Frénétique plus que subtil

Si quelques séquences spectaculaires aux ralentis automatiques, et à bord de véhicules ou en glissade prolongée varient un peu la donne, l'ensemble de l'aventure consiste malgré tout à enchaîner les fusillades. Il y a bien ça et là, quelques trucs dans le décor à utiliser, comme des barils explosifs bien sûr, ou, plus subtilement, des cales retenant une voiture stationnée en pente ou des mécanismes pneumatiques pour abattre un bus suspendu sur des adversaires, mais l'ensemble reste à l'avenant des précédents épisodes : direct, et violent. Abattre le dernier ennemi d'une vague déclenche un ralenti sur la balle qui l'achève, tandis qu'on usera du moment de calme qui suivra pour finir d'explorer les environs afin de ne pas rater les antalgiques d'une part, et d'autre part des indices sur l'enquête approfondissant l'histoire, et des morceaux d'armes en or à collecter pour débloquer ces armes dorées. Reste également le mode Arcade, qui permet de revisiter les chapitres de la campagne avec l'ajout d'une notion de score ou de temps limité. Au final, le solo se boucle avec grand plaisir, sans qu'il ne soit ni trop long ni trop court, avec une progression dramatique très soignée et un portrait particulièrement dur de la pauvreté des favellas, de la corruption des forces de polices, à peine entrecoupé de quelques traits d'humour bien noirâtres. On est assez loin des GTA : on nage dans le sombre, presqu'à en suffoquer, et Rockstar n'a pas cherché à épargner au joueur ces ténèbres contemporaines à aucun moment, si ce n'est pour ceux qui chercheront assez, les différents moments où on croise un autre flic américain à la retraite, bedonnant et bredouillant, au travers de séquences cinématiques optionnelles qui donnent un tantinet dans le surréalisme. Et peut-être les deux ou trois programmes TV qu'on pourra visionner, qui rappellent un peu ceux de GTA, mais en moins débiles. Le tout avec un graphisme de toute beauté, des animations particulièrement bluffantes, et une réalisation générale de très grande envergure : splendide.

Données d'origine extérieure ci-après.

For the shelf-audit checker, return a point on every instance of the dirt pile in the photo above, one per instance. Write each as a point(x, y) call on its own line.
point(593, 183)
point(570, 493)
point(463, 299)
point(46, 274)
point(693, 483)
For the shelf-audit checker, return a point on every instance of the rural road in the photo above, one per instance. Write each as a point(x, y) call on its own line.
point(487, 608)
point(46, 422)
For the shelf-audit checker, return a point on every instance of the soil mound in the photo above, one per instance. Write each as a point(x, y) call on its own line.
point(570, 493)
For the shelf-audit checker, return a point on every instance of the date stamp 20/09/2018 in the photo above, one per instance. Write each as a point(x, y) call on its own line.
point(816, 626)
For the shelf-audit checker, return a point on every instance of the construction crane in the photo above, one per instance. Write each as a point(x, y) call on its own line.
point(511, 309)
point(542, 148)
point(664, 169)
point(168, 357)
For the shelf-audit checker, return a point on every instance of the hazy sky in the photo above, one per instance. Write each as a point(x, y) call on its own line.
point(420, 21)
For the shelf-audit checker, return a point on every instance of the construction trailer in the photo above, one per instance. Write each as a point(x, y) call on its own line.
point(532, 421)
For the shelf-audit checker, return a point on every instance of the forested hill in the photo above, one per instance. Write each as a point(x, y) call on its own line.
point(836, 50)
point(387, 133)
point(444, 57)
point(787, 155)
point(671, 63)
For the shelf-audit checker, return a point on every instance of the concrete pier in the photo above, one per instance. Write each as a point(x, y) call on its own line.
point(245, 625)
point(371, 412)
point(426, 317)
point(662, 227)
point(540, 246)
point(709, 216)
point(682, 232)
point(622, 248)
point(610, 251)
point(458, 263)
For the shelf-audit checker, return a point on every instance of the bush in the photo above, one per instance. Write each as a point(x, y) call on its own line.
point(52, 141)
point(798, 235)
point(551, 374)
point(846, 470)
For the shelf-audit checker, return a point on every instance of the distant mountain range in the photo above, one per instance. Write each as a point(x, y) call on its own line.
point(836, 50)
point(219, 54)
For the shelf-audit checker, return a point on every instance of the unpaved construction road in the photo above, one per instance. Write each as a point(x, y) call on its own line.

Plus on est de fous furieux...

Mais la véritable surprise de ce Max Payne 3, c'est son multijoueurs. Il s'avère redoutablement efficace. Je ne vais pas revenir dans le détail de tout ce qui le constitue niveau modes de jeu, mécaniques de progression, etc. (pour en savoir plus à ce sujet, n'hésitez pas à consulter nos impressions multijoueurs sur Max Payne 3 qui rentrent dans le détail). Mais il me faut néanmoins insister sur ce point : c'est véritablement à mon sens l'un des tous meilleurs TPS multijoueurs qu'il m'ait été donné d'expérimenter. Non seulement il reprend les mécaniques du solo avec efficacité, mais au travers de deux ou trois très bonnes idées, il rend l'ensemble bien plus équilibré et intéressant que bon nombre de ses pairs. Par exemple, il y a les notions de vitesse de régénération de la vie et de poids du personnage qui sont influencées par son équipement. Plus on trimballe d'armes, d'accessoires, et de capacités spéciales, moins on regagne vite de la vie au calme, et moins on se déplace vite. Ca permet de casser l'avantage injuste que pourraient avoir certains joueurs ayant tout débloqué sur d'autres, tout en renforçant le côté stratégique des "loadouts" (les classes personnalisées qu'on se constitue). Il y a aussi la possibilité de fouiller les cadavres pour récupérer des munitions ou des antalgiques qui peuvent donner un avantage décisif... mais au risque de se faire tirer comme un lapin pendant la fouille. Il est également tout aussi complet que d'autres, avec ses niveaux à passer, ses défis à compléter pour de l'XP supplémentaire, son arsenal à débloquer, ses maps particulièrement pensées pour limiter la campe (en plus, elles changent de dimension dynamiquement en fonction du nombre de joueurs dans la partie). En ajoutant à cela la refonte réussie du Rockstar Social Club avec ses "bandes", les équipes de joueurs, qui déclenchent des défis supplémentaires entre bandes rivales, Max Payne 3 s'impose probablement comme le titre le plus abouti en matière de multijoueurs jamais produit par Rockstar.

NextGen

La bonne nouvelle de ce Max Payne 3 pour les possesseurs de PC, c'est que c'est le titre le mieux optimisé sorti de chez Rockstar depuis, depuis... toujours ? Non seulement il est disponible facilement sur Steam (avec des promos de précommandes qui ont dû en faire craquer plus d'un, genre L.A. Noire en cadeau), mais franchement, voir le jeu tourner en 2560x1440 sans ramer fait plus que plaisir. On a encore en mémoire le fiasco du portage PC de GTA IV... Alors que cette fois, même un PC modeste fera tourner notre bon Max sans problème. Dans une résolution résolument bourgeoise (oui, bon, pardon) et même en pleine grosse scène d'action, ça ne rame pas. La configuration en question commence en plus à vieillir un poil : i7 3GHz "old gen", 12 Go de RAM (vu les prix hein, upgradez) et une Nvidia GeForce GTX 480 qui n'est plus vraiment le top du top aujourd'hui. Et pourtant, 2560x1440 !!! En prime, les textures supportent parfaitement ces résolutions, avec une finesse bluffante. Du beau boulot. De quoi espérer le meilleur pour GTA V...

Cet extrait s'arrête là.